Les membres employeurs ont remercié le gouvernement pour les informations qu’il a fournies. Selon lui, il est nécessaire de prier le gouvernement de prendre, sans délai, les mesures ci-après: i) en consultation avec les partenaires sociaux et les peuples concernés, traduire dans la législation interne le droit de consultation qui est énoncé dans la convention no 169; ii) donner des informations sur les progrès accomplis dans le processus de délivrance de titres fonciers aux peuples indigènes, en indiquant de manière détaillée les zones géographiques octroyées; et iii) donner des informations sur le programme visant à engager davantage d’inspecteurs du travail dans les régions productrices de café et dans les régions misquita, ainsi que sur les résultats de ce programme en ce qui concerne l’amélioration des conditions de travail des peuples indigènes dans ces régions.

Conclusions

La commission a pris note des informations fournies par le représentant gouvernemental et de la discussion qui a suivi sur les points soulevés par la commission d’experts.

La commission a exprimé sa préoccupation devant l’absence de progrès en ce qui concerne la nécessité de réglementer la question des consultations préalables.

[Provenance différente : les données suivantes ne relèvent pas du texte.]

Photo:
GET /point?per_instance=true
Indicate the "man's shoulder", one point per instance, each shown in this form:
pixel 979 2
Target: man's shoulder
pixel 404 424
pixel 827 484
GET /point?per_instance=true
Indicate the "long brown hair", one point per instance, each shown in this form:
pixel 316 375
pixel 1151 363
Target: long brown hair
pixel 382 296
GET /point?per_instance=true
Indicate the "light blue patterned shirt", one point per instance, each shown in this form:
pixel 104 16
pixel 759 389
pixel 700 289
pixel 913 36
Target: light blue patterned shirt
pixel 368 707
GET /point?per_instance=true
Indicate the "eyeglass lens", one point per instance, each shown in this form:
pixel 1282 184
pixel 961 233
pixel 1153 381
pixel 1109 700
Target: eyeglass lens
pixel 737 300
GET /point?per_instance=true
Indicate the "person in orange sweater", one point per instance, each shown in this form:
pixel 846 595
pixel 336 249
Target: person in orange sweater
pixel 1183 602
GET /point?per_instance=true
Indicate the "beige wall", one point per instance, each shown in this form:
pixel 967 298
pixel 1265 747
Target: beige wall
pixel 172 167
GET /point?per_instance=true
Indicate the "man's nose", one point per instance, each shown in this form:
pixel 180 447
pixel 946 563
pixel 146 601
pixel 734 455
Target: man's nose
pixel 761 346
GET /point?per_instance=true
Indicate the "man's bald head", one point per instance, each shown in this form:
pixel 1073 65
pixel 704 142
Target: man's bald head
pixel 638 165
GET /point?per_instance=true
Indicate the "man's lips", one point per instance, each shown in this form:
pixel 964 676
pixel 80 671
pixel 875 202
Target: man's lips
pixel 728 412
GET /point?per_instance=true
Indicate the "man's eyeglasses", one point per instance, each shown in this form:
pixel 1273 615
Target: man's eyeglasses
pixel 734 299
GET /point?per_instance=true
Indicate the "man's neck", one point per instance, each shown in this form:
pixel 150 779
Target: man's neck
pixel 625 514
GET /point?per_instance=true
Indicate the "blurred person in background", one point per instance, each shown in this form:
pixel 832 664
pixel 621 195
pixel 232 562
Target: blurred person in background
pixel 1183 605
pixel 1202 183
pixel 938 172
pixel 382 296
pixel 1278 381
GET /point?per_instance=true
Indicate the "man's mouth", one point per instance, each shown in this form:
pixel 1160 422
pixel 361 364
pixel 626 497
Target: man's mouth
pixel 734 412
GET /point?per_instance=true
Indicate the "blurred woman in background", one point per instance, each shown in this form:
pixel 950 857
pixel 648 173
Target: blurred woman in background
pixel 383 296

Prenant en compte la discussion qui a eu lieu sur ce cas, la commission a prié instamment le gouvernement de:

  • - assurer la mise en œuvre de la convention dans un climat de dialogue et de compréhension exempt de violence;
  • - réglementer sans délai, en concertation avec les partenaires sociaux, conformément à l’article 6 de la convention no 169, les conditions requises des consultations des peuples autochtones de sorte que ces dernières soient menées de bonne foi et sous une forme appropriée aux circonstances, en vue de parvenir à un accord ou d’obtenir un consentement au sujet des mesures envisagées. A cette fin, le gouvernement peut se prévaloir de l’assistance technique du BIT;
  • - informer la commission d’experts, à sa prochaine session, des progrès réalisés dans la mise en œuvre de la convention, en droit et dans la pratique, notamment la loi générale minière.

Le représentant gouvernemental a pris note des conclusions et des recommandations de la commission, qui seront communiquées au plus haut niveau de l’Etat en vue d’une prompte mise en œuvre.